September 4th, 2009 Sue Tupling No comments
Productive dialogue will accelerate business performance

Productive dialogue will accelerate business performance

Good business dialogue cannot be underestimated: it encourages collaboration and creativity and opens up individual and organisational learning and innovation. Dialogue, by definition, is obviously two-way, in that it is between one person and another, but it is also two way in that there is an inner dialogue that has to happen for the overall output to be effective. 

The human brain does not like ambiguity or conflict.  It naturally moves to make a choice: black and white. But often this leads to less effective ‘single loop’ learning, Chris Argyris in his various models of double loop learning, including ladder of inference and high advocacy/inquiry, encourages an internal challenge (an inner mental dialogue) to encourage us to constantly challenge the unconscious processes generate the conclusions and short cuts that our normal reasoning makes.

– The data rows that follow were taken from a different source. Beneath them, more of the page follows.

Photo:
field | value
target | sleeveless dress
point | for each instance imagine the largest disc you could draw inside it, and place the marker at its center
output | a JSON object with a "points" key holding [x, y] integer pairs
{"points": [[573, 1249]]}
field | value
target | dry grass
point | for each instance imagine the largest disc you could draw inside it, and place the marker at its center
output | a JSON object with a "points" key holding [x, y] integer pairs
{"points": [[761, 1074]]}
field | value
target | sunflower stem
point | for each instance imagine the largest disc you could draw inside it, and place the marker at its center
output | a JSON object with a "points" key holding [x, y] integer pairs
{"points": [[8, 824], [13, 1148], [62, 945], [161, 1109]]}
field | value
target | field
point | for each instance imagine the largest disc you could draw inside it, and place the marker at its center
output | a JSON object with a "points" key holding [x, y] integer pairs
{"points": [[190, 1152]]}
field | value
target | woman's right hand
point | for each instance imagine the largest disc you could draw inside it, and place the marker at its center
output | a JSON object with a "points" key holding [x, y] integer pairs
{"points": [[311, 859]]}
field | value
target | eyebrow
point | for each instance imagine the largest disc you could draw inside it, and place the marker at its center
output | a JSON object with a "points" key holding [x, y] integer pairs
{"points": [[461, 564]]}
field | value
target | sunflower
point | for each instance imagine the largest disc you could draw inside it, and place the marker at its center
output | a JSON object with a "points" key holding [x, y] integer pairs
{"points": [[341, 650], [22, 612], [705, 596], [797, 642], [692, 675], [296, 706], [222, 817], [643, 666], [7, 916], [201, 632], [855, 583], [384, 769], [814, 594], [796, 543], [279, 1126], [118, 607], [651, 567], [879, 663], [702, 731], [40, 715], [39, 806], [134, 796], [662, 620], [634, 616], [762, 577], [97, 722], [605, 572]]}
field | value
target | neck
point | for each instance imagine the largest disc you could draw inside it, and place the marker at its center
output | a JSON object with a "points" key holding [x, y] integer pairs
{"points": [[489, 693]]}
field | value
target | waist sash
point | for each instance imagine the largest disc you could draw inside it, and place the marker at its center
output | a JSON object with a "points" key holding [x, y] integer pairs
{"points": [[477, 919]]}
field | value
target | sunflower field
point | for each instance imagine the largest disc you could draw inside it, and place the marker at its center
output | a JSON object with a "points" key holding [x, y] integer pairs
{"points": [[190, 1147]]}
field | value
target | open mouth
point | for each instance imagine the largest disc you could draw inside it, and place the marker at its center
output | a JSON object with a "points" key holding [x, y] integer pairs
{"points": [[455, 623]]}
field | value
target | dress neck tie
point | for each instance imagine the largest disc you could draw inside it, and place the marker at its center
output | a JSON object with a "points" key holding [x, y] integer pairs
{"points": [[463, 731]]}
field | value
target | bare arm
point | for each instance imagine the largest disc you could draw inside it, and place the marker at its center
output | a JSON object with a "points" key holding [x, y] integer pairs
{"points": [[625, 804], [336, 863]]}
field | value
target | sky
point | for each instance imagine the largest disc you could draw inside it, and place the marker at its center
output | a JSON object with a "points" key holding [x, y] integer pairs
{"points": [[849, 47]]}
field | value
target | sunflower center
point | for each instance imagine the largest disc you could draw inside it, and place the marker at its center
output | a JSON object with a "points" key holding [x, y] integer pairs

For example, you get into the office early to get on with some work and find your boss already there.  You try to make conversation, yet your boss is surly and abrupt.  You draw conclusions (in NLP this is part of the meta model ‘complex equivalent) about the ‘facts’ at hand – i.e. boss is surly=I have done something wrong. So you spend the rest of the day worrying and trying to figure out what it is that you have or haven’t done. Suddenly, through your interpretations and inferences about your boss’s behaviour, you are working on a different set of ‘facts’ altogether. And, in actual fact, the boss just feels poorly because he or she has a cold coming on; it is nothing to do with you at all.

This is a very simple example but shows how, with lightening speed of reasoning, the brain automatically makes these conclusions that end up running our lives.  Making us less effective and giving us less freedom of choice. So we need to train our brains to hold the ‘deep structure’ of meaning without running away with the wrong conclusions.

F. Scott Fitzgerald said: “The test of a first-rate intelligence is the ability to hold two opposed ideas in the mind at the same time, and still retain the ability to function.” And he has a point.  It is ‘painful’ for our brains to hold different, possibly opposing, ideas about the same fact without jumping to one ‘right’ conclusion.  But by looking closely at the information on which we have built our ‘house of conclusions’ will help us to be more accurate and structured in our thinking and then our dialogues and conversations will be very powerful.

So this requires some detective work.  Much of our thinking is based on the conclusions we have drawn (as part of this automatic and unconscious process). Chris Argyris in his ‘Ladder of Inference’ recksons it goes like this:

  1. We have ‘data’ presented to us – statistics, a reaction, words, expression
  2. We select the data to use as part of our thinking – a comment, information etc
  3. We interpret this data and add meaning to it
  4. We draw conclusions from these interpretations – this helps our brain to put a label on what is happening (and boy, do our brains like labels!!), which helps to explain it and propose action from it

This is a ‘pattern’ that we do subconsciously, with lighting speed.  But if we can learn how to slow this process down, break it up and do some detective work so that we use the right data, make sure we have all the data we need and then draw the most useful conclusions, our lives will be so much better!

The other day I had a client say to me: “We need to do more online PR and focus on improving SEO”.  I took this as a criticism that we weren’t doing enough and the client was unhappy.  However, after a couple of days and another conversation I realised that the client was so delighted with what we are doing that they want more of it; and after reading our blog posts they are keen to move into blogging and other social media to improve their online marketing!

Here’s what to do to be a ‘thinking detective’:

  1. Put your ‘critic’s’ head on and retrace your thinking steps.  What data did you select? What caught your attention? What are you considering unimportant here?  Quite often we focus our attention on what is wrong rather than what is going well!
  2. Then retrace your thinking: how did you interpret the data you selected? What filters did you put on it (i.e. a negative one?)? What assumptions and presuppositions did you make?  i.e. in the example above I assumed the client was unhappy, and I presupposed that we weren’t doing enough online work.  That clouded the rest of my entire thinking processes.